For me, movies based on kung fu manuals pretty much reached an impenetrable ceiling when Stephen Chow turned out the slow-starting, yet insanely entertaining Kung Fu Hustle. For the unfortunate uninitiated, he played a shifty geek whose life was irrevocably altered when some vagrant sold him a manual on the “Buddhist Palm” technique as a child and coerced him into trying (and failing) to become a great fighter. When he attempted to stand up for a girl under assault by neighborhood teens, he got an ass-whooping and an R. Kelly (or I guess if you want to update that reference, Kim Kardashian?) Special for his efforts. Things turn out better for him later on, but the point is, the bar has been raised.
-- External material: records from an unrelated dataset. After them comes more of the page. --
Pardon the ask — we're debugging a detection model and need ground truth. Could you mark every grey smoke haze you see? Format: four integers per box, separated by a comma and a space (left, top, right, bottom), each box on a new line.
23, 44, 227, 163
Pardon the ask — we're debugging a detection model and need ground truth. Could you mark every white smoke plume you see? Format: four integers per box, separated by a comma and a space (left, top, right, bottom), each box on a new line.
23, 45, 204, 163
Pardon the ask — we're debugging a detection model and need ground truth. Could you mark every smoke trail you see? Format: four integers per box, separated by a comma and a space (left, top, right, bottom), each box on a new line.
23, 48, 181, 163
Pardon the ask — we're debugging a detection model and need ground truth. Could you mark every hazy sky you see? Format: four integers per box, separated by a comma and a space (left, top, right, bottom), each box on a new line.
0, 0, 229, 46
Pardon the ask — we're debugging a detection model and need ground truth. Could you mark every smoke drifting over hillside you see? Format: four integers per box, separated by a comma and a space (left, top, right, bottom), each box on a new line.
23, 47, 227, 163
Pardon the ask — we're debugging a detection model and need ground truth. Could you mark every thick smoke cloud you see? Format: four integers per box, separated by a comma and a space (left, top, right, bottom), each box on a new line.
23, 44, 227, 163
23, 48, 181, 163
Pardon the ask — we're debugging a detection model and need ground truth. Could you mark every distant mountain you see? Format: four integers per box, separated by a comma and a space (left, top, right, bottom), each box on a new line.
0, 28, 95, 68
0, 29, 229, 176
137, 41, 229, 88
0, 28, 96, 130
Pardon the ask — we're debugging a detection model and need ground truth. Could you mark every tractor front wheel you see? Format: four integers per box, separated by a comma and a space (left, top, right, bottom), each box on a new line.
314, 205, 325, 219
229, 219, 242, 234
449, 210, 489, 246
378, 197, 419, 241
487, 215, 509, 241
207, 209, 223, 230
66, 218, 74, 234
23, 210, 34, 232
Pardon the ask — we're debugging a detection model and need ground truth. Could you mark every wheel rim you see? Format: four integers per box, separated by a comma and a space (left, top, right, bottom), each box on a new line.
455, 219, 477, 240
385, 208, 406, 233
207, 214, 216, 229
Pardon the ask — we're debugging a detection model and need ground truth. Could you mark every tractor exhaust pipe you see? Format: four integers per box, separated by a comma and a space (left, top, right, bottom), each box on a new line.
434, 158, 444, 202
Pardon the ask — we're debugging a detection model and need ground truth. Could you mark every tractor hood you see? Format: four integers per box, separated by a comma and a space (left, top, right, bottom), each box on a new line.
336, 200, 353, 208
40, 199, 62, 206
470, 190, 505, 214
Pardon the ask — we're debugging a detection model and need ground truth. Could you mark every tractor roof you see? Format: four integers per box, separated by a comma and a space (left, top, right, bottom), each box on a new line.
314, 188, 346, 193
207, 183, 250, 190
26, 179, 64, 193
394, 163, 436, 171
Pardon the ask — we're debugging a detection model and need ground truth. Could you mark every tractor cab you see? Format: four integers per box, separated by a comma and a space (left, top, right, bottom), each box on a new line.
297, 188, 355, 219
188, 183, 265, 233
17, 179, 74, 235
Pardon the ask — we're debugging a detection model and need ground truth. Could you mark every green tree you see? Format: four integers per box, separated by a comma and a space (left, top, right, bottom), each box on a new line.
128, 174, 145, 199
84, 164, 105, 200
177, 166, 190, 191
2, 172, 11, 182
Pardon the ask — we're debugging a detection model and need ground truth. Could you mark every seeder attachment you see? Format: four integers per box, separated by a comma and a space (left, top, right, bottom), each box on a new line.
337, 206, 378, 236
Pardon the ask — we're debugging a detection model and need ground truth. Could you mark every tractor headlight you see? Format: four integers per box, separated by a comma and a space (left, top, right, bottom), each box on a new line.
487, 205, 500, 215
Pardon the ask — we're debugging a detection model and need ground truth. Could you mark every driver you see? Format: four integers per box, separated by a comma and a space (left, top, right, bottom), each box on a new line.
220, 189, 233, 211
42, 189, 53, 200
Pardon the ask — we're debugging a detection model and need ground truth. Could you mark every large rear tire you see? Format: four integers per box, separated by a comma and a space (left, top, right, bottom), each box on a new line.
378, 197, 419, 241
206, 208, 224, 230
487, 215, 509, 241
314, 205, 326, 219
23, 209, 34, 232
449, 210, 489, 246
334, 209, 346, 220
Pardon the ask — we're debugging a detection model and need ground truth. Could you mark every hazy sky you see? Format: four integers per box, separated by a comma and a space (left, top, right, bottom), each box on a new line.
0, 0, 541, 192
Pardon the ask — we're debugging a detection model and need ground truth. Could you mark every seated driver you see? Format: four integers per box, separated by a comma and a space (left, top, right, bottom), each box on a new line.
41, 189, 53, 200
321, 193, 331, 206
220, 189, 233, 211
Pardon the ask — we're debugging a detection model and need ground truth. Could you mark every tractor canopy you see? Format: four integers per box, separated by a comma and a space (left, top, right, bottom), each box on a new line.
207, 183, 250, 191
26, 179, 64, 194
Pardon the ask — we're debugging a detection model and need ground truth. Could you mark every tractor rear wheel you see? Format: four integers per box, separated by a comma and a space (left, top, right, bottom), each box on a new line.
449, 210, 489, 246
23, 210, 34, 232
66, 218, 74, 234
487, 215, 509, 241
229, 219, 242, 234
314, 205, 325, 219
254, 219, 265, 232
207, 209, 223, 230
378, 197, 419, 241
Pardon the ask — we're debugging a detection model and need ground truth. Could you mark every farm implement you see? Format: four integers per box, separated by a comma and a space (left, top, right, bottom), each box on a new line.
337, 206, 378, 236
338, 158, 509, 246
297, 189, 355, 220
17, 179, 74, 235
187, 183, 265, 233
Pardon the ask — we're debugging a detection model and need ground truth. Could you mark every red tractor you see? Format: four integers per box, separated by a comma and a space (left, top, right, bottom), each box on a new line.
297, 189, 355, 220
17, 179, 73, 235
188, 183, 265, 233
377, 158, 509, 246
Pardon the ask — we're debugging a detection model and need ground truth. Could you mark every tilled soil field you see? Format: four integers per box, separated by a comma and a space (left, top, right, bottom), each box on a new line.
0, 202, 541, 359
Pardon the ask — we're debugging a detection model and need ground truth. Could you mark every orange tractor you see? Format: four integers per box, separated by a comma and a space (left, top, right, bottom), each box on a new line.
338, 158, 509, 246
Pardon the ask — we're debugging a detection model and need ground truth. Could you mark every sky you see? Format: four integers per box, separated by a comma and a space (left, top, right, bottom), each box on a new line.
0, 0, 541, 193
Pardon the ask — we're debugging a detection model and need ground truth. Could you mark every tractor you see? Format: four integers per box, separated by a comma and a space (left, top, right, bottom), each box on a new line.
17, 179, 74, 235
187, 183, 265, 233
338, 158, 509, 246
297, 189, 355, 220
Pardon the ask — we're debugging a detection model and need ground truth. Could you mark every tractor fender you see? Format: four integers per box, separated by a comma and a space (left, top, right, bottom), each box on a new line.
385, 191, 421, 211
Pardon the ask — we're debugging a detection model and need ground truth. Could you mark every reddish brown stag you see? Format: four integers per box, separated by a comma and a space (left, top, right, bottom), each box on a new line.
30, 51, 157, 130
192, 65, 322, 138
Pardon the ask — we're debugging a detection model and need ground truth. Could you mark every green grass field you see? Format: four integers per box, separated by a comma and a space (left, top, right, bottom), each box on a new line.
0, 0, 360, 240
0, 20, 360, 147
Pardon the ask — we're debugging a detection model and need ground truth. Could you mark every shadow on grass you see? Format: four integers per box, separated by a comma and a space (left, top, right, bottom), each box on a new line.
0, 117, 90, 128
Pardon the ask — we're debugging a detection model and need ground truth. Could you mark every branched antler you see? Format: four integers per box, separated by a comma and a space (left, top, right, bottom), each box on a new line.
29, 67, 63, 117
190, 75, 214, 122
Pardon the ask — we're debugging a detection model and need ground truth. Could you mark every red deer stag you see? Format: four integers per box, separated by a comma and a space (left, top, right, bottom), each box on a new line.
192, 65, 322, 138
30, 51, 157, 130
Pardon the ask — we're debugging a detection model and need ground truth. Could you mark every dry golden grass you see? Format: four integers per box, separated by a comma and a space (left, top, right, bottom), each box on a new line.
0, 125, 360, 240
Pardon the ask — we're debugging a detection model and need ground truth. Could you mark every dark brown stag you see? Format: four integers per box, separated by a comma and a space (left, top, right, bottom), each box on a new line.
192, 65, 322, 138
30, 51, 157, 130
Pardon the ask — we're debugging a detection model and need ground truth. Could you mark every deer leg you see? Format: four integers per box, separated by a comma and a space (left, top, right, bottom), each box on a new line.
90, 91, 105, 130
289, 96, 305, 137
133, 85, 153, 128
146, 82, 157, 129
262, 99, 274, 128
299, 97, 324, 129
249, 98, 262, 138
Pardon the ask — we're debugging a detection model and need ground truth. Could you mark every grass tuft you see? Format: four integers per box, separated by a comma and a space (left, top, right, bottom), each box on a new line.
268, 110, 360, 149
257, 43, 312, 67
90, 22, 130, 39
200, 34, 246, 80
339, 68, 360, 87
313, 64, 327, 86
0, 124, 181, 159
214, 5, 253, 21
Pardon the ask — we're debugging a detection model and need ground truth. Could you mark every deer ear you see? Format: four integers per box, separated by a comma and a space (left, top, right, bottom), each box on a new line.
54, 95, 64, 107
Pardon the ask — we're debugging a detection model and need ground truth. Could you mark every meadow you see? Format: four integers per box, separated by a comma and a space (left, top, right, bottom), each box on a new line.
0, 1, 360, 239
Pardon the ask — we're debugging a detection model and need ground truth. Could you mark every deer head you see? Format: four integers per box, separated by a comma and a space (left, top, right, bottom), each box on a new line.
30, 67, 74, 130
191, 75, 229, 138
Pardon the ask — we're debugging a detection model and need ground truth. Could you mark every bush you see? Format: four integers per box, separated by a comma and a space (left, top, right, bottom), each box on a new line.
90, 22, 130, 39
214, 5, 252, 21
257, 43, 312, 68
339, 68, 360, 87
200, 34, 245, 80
Now, some brave soul’s going to attempt to stand up to greatness by doing a kiddie kung fu manual movie, although the twist on this is actually kinda clever. Described as a cross between a martial arts manual and Machiavelli’s The Prince, Bro-Jitsu: The Martial Art of Sibling Rivalry is a yet-to-be-written book that Nickelodeon Movies recently snapped up in mere proposal form. The book is to be rendered as an illustrated how-to on physical and psychological ops that some bad-ass kid can subject their brother or sister to, and it is actually Nickelodeon Movies’ first literary acquisition, which is surprising given the amount of kiddie book-to-film transitions that happen these days.
Obviously, at this stage there aren’t many details, but it still sounds like a potentially cool concept. Children’s entertainment needs some fresh blood and fresh ideas in the worst way right now, and I say that mostly as a soon-to-be parent who’s going to be forced to read and watch a lot of this stuff to my spawn.